Intestinal and Rectal Disorders

Chapter 41: Management of Patients with Intestinal and Rectal Disorders

Constipation

Definition

  • Defined as fewer than three bowel movements weekly or bowel movements that are:

    • Hard

    • Dry

    • Small

    • Difficult to pass

Manifestations

  • Symptoms indicative of constipation:

    • Fewer than three bowel movements per week

    • Abdominal distention

    • Abdominal pain

    • Bloating

    • Sensation of incomplete evacuation

    • Straining at stool

    • Elimination of small-volume, hard, dry stools

Causes of Pediatric Constipation by Age

  • Newborn/Infant:

    • Meconium plug

    • Hirschsprung disease

    • Cystic fibrosis

    • Congenital anorectal malformations

    • Pseudo-obstruction

    • Endocrine issues (e.g., hypothyroidism)

    • Metabolic issues (e.g., diabetes insipidus, renal tubular acidosis)

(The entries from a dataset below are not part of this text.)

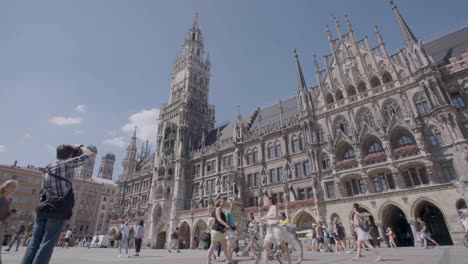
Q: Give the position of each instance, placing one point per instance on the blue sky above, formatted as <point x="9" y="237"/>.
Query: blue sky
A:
<point x="88" y="71"/>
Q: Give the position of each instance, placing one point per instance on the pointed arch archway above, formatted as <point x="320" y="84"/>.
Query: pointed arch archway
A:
<point x="184" y="235"/>
<point x="435" y="220"/>
<point x="392" y="216"/>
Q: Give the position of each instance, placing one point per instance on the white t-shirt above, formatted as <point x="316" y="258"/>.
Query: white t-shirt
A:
<point x="125" y="229"/>
<point x="464" y="223"/>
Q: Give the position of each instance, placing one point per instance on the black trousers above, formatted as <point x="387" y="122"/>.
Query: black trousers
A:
<point x="137" y="244"/>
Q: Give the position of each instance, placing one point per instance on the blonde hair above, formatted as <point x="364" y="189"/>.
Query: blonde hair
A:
<point x="5" y="184"/>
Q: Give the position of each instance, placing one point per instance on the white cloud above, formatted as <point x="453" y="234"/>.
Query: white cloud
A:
<point x="146" y="122"/>
<point x="51" y="149"/>
<point x="116" y="142"/>
<point x="65" y="121"/>
<point x="81" y="108"/>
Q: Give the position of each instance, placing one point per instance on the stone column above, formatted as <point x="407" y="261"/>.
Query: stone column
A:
<point x="379" y="225"/>
<point x="412" y="224"/>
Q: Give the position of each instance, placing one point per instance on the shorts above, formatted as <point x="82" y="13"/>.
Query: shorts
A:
<point x="217" y="236"/>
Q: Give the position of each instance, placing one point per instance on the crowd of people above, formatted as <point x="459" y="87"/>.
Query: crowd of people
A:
<point x="221" y="235"/>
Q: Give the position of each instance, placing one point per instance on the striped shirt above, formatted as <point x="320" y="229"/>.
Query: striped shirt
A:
<point x="62" y="168"/>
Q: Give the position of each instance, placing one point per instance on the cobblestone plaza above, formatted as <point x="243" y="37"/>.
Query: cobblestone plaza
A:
<point x="444" y="255"/>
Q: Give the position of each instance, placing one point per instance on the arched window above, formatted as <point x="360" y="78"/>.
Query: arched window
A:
<point x="362" y="87"/>
<point x="351" y="90"/>
<point x="365" y="117"/>
<point x="404" y="140"/>
<point x="349" y="154"/>
<point x="342" y="125"/>
<point x="375" y="82"/>
<point x="392" y="109"/>
<point x="418" y="58"/>
<point x="295" y="144"/>
<point x="374" y="148"/>
<point x="330" y="99"/>
<point x="435" y="137"/>
<point x="321" y="135"/>
<point x="301" y="142"/>
<point x="339" y="95"/>
<point x="271" y="151"/>
<point x="326" y="164"/>
<point x="386" y="77"/>
<point x="248" y="157"/>
<point x="421" y="104"/>
<point x="456" y="97"/>
<point x="255" y="156"/>
<point x="278" y="152"/>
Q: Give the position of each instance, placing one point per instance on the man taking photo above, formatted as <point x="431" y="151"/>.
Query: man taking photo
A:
<point x="56" y="187"/>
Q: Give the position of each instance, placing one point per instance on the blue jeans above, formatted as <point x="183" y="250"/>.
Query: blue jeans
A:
<point x="45" y="236"/>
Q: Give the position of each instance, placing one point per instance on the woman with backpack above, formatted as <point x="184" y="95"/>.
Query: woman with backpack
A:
<point x="391" y="237"/>
<point x="361" y="229"/>
<point x="218" y="232"/>
<point x="340" y="235"/>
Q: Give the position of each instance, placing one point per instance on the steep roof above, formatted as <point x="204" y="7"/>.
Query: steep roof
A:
<point x="450" y="45"/>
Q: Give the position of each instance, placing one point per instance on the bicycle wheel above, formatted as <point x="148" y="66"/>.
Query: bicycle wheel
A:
<point x="296" y="251"/>
<point x="245" y="245"/>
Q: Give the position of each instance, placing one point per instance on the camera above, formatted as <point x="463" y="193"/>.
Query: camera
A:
<point x="77" y="151"/>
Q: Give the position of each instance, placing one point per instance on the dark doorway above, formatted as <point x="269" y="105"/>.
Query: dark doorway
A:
<point x="435" y="221"/>
<point x="161" y="242"/>
<point x="394" y="218"/>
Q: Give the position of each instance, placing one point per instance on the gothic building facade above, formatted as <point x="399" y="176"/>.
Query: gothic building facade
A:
<point x="386" y="130"/>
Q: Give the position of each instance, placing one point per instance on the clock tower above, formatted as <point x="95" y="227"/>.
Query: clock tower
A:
<point x="182" y="124"/>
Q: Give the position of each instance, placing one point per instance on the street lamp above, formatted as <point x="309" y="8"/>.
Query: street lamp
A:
<point x="461" y="189"/>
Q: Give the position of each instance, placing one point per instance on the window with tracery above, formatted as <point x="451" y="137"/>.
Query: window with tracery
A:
<point x="365" y="117"/>
<point x="392" y="109"/>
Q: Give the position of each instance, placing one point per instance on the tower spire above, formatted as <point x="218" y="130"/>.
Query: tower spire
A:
<point x="408" y="35"/>
<point x="301" y="84"/>
<point x="195" y="26"/>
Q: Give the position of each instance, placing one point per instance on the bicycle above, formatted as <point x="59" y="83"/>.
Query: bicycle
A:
<point x="276" y="254"/>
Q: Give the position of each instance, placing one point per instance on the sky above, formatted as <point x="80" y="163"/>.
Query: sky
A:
<point x="88" y="72"/>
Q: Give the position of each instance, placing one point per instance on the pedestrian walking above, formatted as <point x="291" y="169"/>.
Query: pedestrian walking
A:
<point x="391" y="237"/>
<point x="275" y="234"/>
<point x="426" y="234"/>
<point x="361" y="229"/>
<point x="218" y="232"/>
<point x="374" y="233"/>
<point x="139" y="237"/>
<point x="174" y="241"/>
<point x="17" y="237"/>
<point x="125" y="232"/>
<point x="7" y="189"/>
<point x="231" y="232"/>
<point x="67" y="238"/>
<point x="340" y="235"/>
<point x="56" y="186"/>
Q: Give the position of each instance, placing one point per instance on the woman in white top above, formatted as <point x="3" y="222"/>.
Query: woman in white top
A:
<point x="363" y="237"/>
<point x="275" y="233"/>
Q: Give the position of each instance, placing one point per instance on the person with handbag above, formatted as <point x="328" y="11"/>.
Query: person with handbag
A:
<point x="56" y="202"/>
<point x="7" y="189"/>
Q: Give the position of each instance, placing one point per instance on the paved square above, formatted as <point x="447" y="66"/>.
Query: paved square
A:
<point x="444" y="255"/>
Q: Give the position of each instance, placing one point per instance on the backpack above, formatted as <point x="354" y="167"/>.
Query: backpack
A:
<point x="364" y="225"/>
<point x="56" y="207"/>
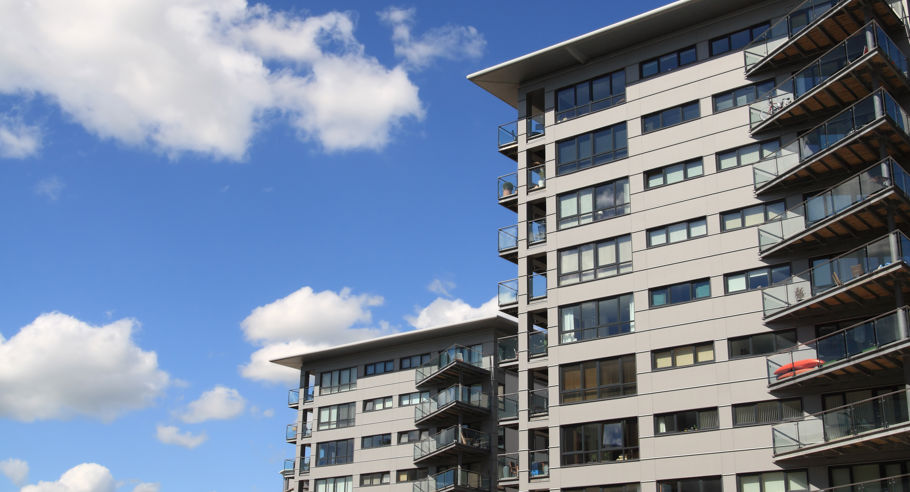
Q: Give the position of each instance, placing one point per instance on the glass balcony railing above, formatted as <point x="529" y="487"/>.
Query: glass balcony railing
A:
<point x="507" y="349"/>
<point x="450" y="437"/>
<point x="840" y="346"/>
<point x="858" y="188"/>
<point x="469" y="395"/>
<point x="833" y="62"/>
<point x="537" y="231"/>
<point x="875" y="414"/>
<point x="539" y="462"/>
<point x="508" y="292"/>
<point x="508" y="238"/>
<point x="833" y="273"/>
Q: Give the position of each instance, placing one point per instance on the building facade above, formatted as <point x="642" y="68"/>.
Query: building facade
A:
<point x="711" y="205"/>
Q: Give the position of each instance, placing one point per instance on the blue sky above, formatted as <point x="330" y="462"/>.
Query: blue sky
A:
<point x="192" y="187"/>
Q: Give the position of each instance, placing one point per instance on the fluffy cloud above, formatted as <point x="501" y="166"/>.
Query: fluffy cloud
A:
<point x="169" y="434"/>
<point x="87" y="477"/>
<point x="448" y="311"/>
<point x="218" y="403"/>
<point x="451" y="42"/>
<point x="59" y="367"/>
<point x="15" y="470"/>
<point x="203" y="75"/>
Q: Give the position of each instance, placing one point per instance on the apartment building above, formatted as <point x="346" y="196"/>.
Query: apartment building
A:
<point x="711" y="201"/>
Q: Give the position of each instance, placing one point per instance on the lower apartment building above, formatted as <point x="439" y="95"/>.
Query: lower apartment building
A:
<point x="712" y="203"/>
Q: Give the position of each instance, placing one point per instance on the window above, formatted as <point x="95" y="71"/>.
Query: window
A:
<point x="750" y="216"/>
<point x="599" y="442"/>
<point x="674" y="173"/>
<point x="413" y="398"/>
<point x="670" y="117"/>
<point x="413" y="436"/>
<point x="375" y="404"/>
<point x="755" y="278"/>
<point x="335" y="452"/>
<point x="594" y="204"/>
<point x="737" y="40"/>
<point x="591" y="149"/>
<point x="411" y="475"/>
<point x="590" y="96"/>
<point x="337" y="381"/>
<point x="414" y="361"/>
<point x="595" y="260"/>
<point x="766" y="412"/>
<point x="378" y="368"/>
<point x="774" y="481"/>
<point x="747" y="154"/>
<point x="378" y="478"/>
<point x="376" y="441"/>
<point x="687" y="421"/>
<point x="701" y="484"/>
<point x="597" y="319"/>
<point x="679" y="293"/>
<point x="337" y="484"/>
<point x="761" y="343"/>
<point x="336" y="416"/>
<point x="685" y="355"/>
<point x="668" y="62"/>
<point x="597" y="379"/>
<point x="678" y="232"/>
<point x="741" y="96"/>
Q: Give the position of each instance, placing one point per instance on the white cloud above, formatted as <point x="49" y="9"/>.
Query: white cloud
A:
<point x="218" y="403"/>
<point x="204" y="75"/>
<point x="451" y="42"/>
<point x="169" y="434"/>
<point x="15" y="470"/>
<point x="18" y="140"/>
<point x="59" y="367"/>
<point x="51" y="188"/>
<point x="449" y="311"/>
<point x="87" y="477"/>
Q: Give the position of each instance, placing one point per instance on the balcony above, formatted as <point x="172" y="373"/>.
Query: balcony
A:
<point x="858" y="278"/>
<point x="449" y="443"/>
<point x="844" y="74"/>
<point x="872" y="423"/>
<point x="813" y="27"/>
<point x="867" y="349"/>
<point x="454" y="479"/>
<point x="839" y="147"/>
<point x="466" y="401"/>
<point x="457" y="363"/>
<point x="856" y="207"/>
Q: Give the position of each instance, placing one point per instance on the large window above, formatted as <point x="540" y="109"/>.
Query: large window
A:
<point x="756" y="278"/>
<point x="687" y="421"/>
<point x="597" y="319"/>
<point x="591" y="149"/>
<point x="678" y="232"/>
<point x="674" y="173"/>
<point x="337" y="381"/>
<point x="766" y="412"/>
<point x="670" y="117"/>
<point x="594" y="204"/>
<point x="668" y="62"/>
<point x="761" y="343"/>
<point x="599" y="442"/>
<point x="595" y="260"/>
<point x="336" y="416"/>
<point x="597" y="379"/>
<point x="335" y="452"/>
<point x="591" y="95"/>
<point x="679" y="293"/>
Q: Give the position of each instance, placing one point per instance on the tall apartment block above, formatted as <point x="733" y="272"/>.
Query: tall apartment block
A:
<point x="711" y="205"/>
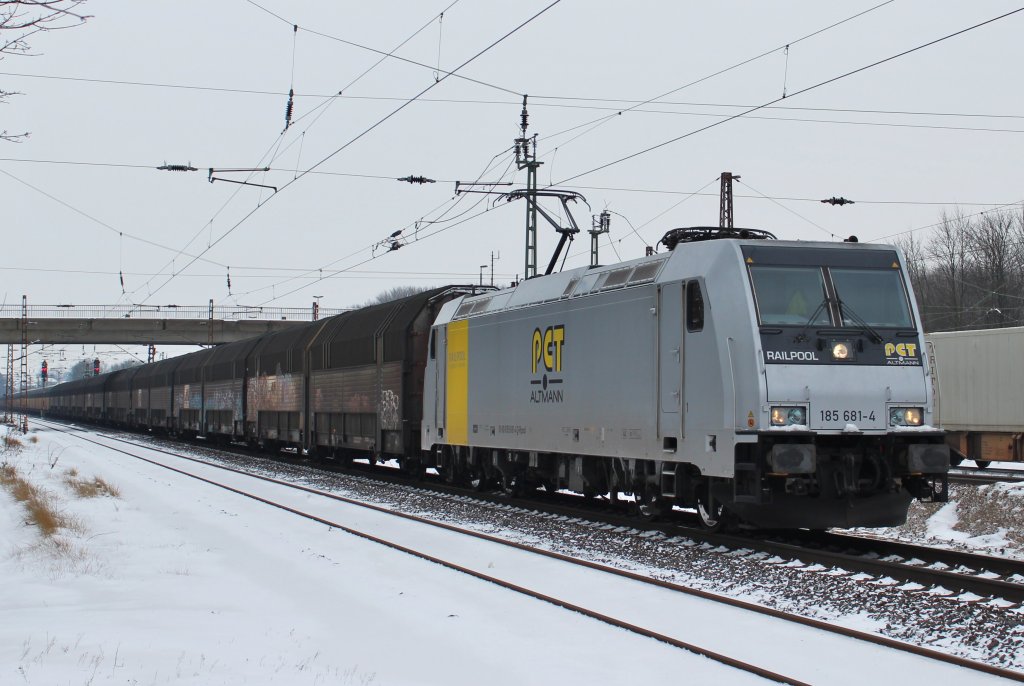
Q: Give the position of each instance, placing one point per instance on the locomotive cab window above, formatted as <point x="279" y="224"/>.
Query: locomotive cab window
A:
<point x="873" y="296"/>
<point x="790" y="296"/>
<point x="694" y="307"/>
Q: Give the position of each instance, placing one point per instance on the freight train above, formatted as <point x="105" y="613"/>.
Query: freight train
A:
<point x="770" y="383"/>
<point x="979" y="392"/>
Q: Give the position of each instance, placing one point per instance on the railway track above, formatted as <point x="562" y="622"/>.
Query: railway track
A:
<point x="970" y="575"/>
<point x="628" y="624"/>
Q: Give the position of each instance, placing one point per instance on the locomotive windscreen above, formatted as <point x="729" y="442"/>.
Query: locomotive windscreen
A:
<point x="822" y="287"/>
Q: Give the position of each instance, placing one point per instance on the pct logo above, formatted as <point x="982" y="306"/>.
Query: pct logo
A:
<point x="546" y="356"/>
<point x="901" y="354"/>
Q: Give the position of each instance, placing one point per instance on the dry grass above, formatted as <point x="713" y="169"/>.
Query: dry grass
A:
<point x="37" y="503"/>
<point x="93" y="487"/>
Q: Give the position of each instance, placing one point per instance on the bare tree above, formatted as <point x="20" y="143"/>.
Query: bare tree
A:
<point x="949" y="253"/>
<point x="19" y="20"/>
<point x="970" y="273"/>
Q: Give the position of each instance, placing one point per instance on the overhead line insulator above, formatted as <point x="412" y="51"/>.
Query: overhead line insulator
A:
<point x="167" y="167"/>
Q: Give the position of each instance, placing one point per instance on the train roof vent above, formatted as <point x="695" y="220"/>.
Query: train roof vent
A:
<point x="615" y="279"/>
<point x="479" y="305"/>
<point x="464" y="309"/>
<point x="645" y="272"/>
<point x="587" y="284"/>
<point x="568" y="289"/>
<point x="697" y="233"/>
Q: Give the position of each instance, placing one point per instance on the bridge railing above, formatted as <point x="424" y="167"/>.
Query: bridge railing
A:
<point x="239" y="312"/>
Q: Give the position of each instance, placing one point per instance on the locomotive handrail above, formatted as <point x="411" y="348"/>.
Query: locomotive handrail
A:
<point x="130" y="311"/>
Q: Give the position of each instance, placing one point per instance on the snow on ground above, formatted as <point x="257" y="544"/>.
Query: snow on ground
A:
<point x="173" y="583"/>
<point x="984" y="519"/>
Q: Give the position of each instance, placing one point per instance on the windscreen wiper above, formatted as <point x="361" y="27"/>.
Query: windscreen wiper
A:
<point x="859" y="320"/>
<point x="802" y="336"/>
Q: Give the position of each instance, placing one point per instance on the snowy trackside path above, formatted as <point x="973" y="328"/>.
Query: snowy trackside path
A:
<point x="178" y="582"/>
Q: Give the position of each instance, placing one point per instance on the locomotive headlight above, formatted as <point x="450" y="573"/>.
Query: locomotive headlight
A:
<point x="842" y="351"/>
<point x="905" y="416"/>
<point x="787" y="415"/>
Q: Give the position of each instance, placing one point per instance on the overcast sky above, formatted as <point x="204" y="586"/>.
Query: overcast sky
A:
<point x="934" y="129"/>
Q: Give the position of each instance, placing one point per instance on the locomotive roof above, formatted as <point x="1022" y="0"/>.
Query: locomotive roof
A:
<point x="586" y="281"/>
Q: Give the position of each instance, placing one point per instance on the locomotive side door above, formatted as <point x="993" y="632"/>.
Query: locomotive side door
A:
<point x="670" y="360"/>
<point x="440" y="356"/>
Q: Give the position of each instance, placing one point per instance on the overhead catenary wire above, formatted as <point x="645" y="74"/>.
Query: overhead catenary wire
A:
<point x="98" y="221"/>
<point x="708" y="77"/>
<point x="444" y="74"/>
<point x="570" y="98"/>
<point x="374" y="126"/>
<point x="799" y="92"/>
<point x="667" y="191"/>
<point x="790" y="210"/>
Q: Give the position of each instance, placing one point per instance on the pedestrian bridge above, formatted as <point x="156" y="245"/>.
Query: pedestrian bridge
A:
<point x="144" y="325"/>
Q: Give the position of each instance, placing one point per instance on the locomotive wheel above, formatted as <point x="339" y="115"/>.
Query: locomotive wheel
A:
<point x="711" y="512"/>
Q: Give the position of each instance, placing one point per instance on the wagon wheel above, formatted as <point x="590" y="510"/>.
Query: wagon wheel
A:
<point x="649" y="506"/>
<point x="711" y="512"/>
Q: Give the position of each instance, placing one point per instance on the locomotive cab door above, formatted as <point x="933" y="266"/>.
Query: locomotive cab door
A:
<point x="670" y="362"/>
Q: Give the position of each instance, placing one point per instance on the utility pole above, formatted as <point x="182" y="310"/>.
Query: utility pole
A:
<point x="525" y="158"/>
<point x="601" y="223"/>
<point x="25" y="363"/>
<point x="8" y="388"/>
<point x="725" y="201"/>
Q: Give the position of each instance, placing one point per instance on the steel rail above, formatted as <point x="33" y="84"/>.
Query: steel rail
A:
<point x="690" y="647"/>
<point x="796" y="618"/>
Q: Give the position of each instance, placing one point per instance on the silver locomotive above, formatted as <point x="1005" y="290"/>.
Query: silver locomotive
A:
<point x="776" y="383"/>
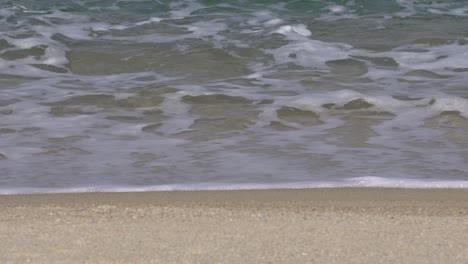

    • Withholding behavior

    • Dietary changes

  • Toddler (Ages 2-4):

    • Anal fissures

    • Withholding behavior

    • Toilet refusal

    • Short-segment Hirschsprung disease

    • Neurologic disorders (e.g., spinal cord issues)

  • School Age:

    • Limited or unavailable toilet access

    • Inability to recognize physiological cues; preoccupation with activities

    • Tethered cord

    • Withholding behavior

  • Adolescents:

    • Spinal cord injury due to accidents or trauma

    • Dieting

    • Anorexia

    • Pregnancy-related idiopathic slow transit constipation, especially in females

    • Laxative abuse

    • Irritable bowel syndrome (constipation variant)

  • Any Age:

    • Medication side effects, dietary issues

    • Postoperative states

    • Previous anorectal surgery

    • Withholding behavior and overflow from chronic rectal distention

    • Rapid sedentary lifestyle changes

    • Dehydration

    • Hypothyroidism

Causes of Constipation in Older Adults

  • Factors leading to constipation include:

    • Loose-fitting dentures or lost teeth affecting chewing

    • Preference for soft, processed foods low in fiber

    • Polypharmacy contributing to constipation

    • Reduced mobility and prolonged bed rest

    • Dependency on laxatives

Assessment and Diagnostic Findings of Constipation

  • Chronic constipation is usually idiopathic.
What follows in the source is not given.